Using anonymization and pseudonymization to reduce the overhead of GDPR compliance.
Just uttering the words General Data Protection Regulation (GDPR) is almost enough to make grown adults faint.
The GDPR is the updated and more stringent version of the European Union Data Protection Directive 95/46 EC which goes back to 1995. Things have changed a lot since the nineties. For one thing, the Internet in 1995 was still a new and shiny thing that was sparsely used; I can’t even go back as far as 1995 on the Wayback Machine. Over the interceding years, much in terms of how we create, access, and share data have changed radically. Cloud repositories, digital identity, IoT, and mobile computing have changed that landscape beyond recognition. The GDPR is a reaction to those changes.
The GDPR was actually approved in April of 2014 but is coming into enforcement on 28, May 2018. The GDPR will mean that companies, not just in the European States, but across the world will have to look closely at their data security and privacy practices.
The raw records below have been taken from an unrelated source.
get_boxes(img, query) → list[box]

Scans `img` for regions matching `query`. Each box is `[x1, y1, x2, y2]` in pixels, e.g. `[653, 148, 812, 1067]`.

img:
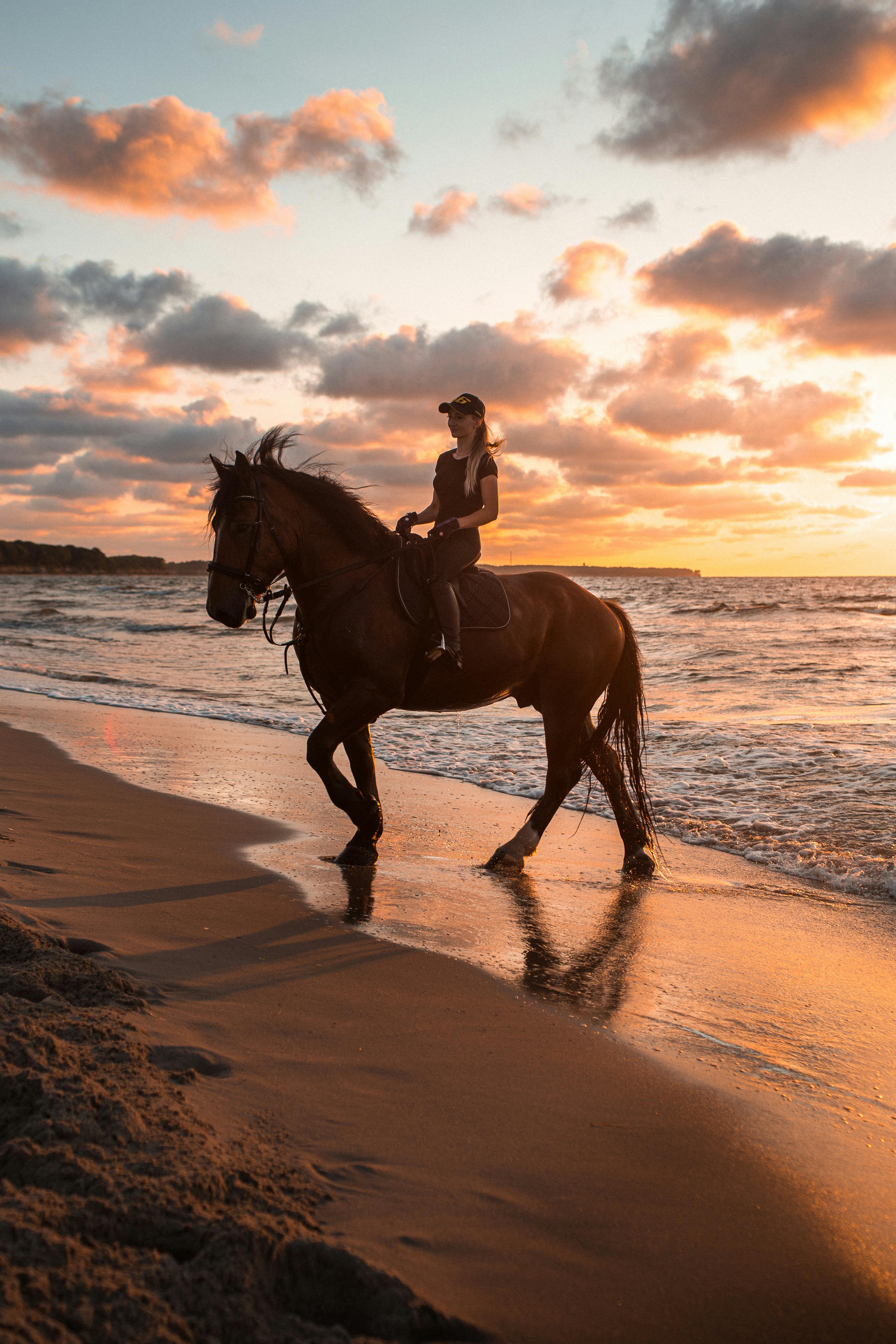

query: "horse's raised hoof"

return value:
[622, 845, 657, 878]
[482, 844, 525, 872]
[333, 841, 379, 868]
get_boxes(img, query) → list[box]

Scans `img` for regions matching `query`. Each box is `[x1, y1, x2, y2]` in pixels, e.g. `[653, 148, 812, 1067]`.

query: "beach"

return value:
[0, 692, 896, 1344]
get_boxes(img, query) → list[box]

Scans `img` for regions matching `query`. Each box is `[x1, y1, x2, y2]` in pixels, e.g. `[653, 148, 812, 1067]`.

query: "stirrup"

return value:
[426, 634, 463, 672]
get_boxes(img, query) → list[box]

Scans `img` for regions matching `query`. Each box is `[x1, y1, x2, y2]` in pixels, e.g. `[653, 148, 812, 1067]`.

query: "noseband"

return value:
[205, 472, 285, 601]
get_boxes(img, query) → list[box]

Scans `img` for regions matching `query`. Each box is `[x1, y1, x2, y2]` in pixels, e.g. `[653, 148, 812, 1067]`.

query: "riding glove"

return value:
[426, 517, 461, 542]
Feeling the fear of the GDPR
There is a lot of hype and fear about the GDPR. Going back to the nineties again, it reminds me of the FUD (Fear, Uncertainty, and Doubt) used by security vendors back then. Computer security, back in the day, was a hard sell. People didn't really care that much about it, it felt very geeky, and ‘somebody else’s problem’. So vendors created an atmosphere of FUD to sell security products. Some of the GDPR hype is FUD, but not all.
The GDPR has some very specific statements around security and privacy of data. I won't go into the details here, but give you a ‘feel’ for the expectations:
The territory it covers isn’t just EU states. If you process any data belonging to an EU citizen, you have to do so under GDPR rules. This white paper by law firm Bird & Bird contains a lot of detail on the territorial scope of the GDPR.
The GDPR is about citizen/consumer (data subjects) rights in terms of their data. These rights underpin the ethos of the GDPR, for example, data subjects must be able to:
- Give explicit consent to share data
- Revoke consent to shared data
- Have the right to be forgotten (this is especially tricky when data controllers have to ensure this is reflected across search engines)
- View and change their collected data
- Request their personal data, and then share this with another controller
- Privacy by Design is expected:
- Privacy Impact Assessments (PIAs) are to be done at early stages of a system design
- Data breach notification has been tightened up. It is now mandatory and within 72 hours.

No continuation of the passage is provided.